Boilermakers beat MSU at its own game

Cash Kruth

The Big Ten Conference has always been a league known for its physical style of play, with the MSU men’s basketball team embodying that image for the past decade.

Purdue knew that, focused on it and convincingly beat MSU at its own game in the Spartans’ 72-54 loss Tuesday night at Mackey Arena.

“Every time you play Michigan State they’re going to be tough and they’re going to play defense and they rebound the basketball with the best of them,” Purdue’s guard Chris Kramer said after the game.

“So we needed to come out and just match their toughness and just take as much as we could. Simply by rebounding the basketball and getting the loose balls when they were there. I think we felt like of the 50/50 plays, Purdue got all those balls.”

That last sentence is Tuesday’s game in a nutshell. The fact that Purdue won Tuesday’s game isn’t a shocker. The Boilermakers were the preseason favorite to win the league and, with a talented roster finally nearing full health and some stability, they are peaking at the right time.

But how they beat MSU, by getting all those loose balls and playing with more energy, is what disappointed the Spartans the most.

“They wanted it a little bit more, so they came at us, they attacked us and they were just more physical than us,” senior guard Travis Walton said. “It ain’t that we lost, it’s how we lost.”

Even with the fiery attitude of Walton and the calming presence of senior center Goran Suton, a lack of leadership and passion has driven MSU head coach Tom Izzo crazy this season. After home losses to Northwestern and Penn State, Izzo said a coach can’t instill the will to win in a player, it’s something that comes from within. As he then said, in today’s AAU era, players are accustomed to having another game on the horizon and a loss here and there doesn’t make or break a season.

While that’s true, the end of the season is quickly approaching.
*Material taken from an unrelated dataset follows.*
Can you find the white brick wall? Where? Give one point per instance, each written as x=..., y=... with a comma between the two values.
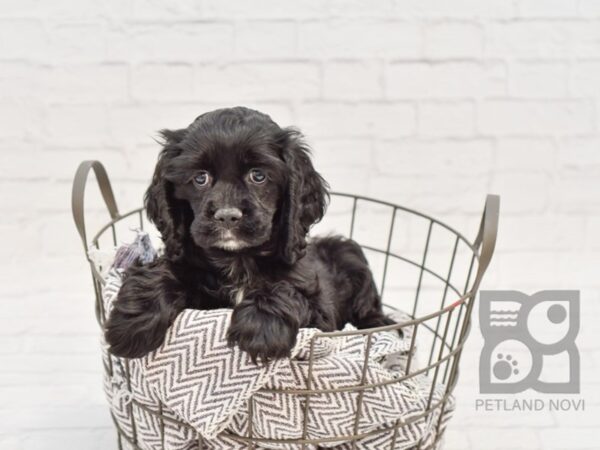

It’s now crunch time for an MSU program that, for all its accolades and achievements, has not won a Big Ten Championship since 2000-01. With Sunday’s game against Wisconsin, a road trip to Illinois and then the season finale against Purdue at Breslin Center, the toughest tasks lie ahead for the Spartans.

On the same token, it’s important to note the Spartans shot a season-low 32.7 percent from the floor Tuesday. They missed easy layups and open shots and were playing with a fully healthy junior forward Raymar Morgan for the first time in about a month. Just as the Boilermakers dealt with injuries early on and then hit their stride, the Spartans have had to endure countless injuries, not having a practice with their top five guys fully healthy in who knows how long.

There’s only four games left until Purdue comes to East Lansing on March 8, for what will more than likely decide the Big Ten Championship.

It’s now or never for the Spartans to live up to an identity they failed to Tuesday night.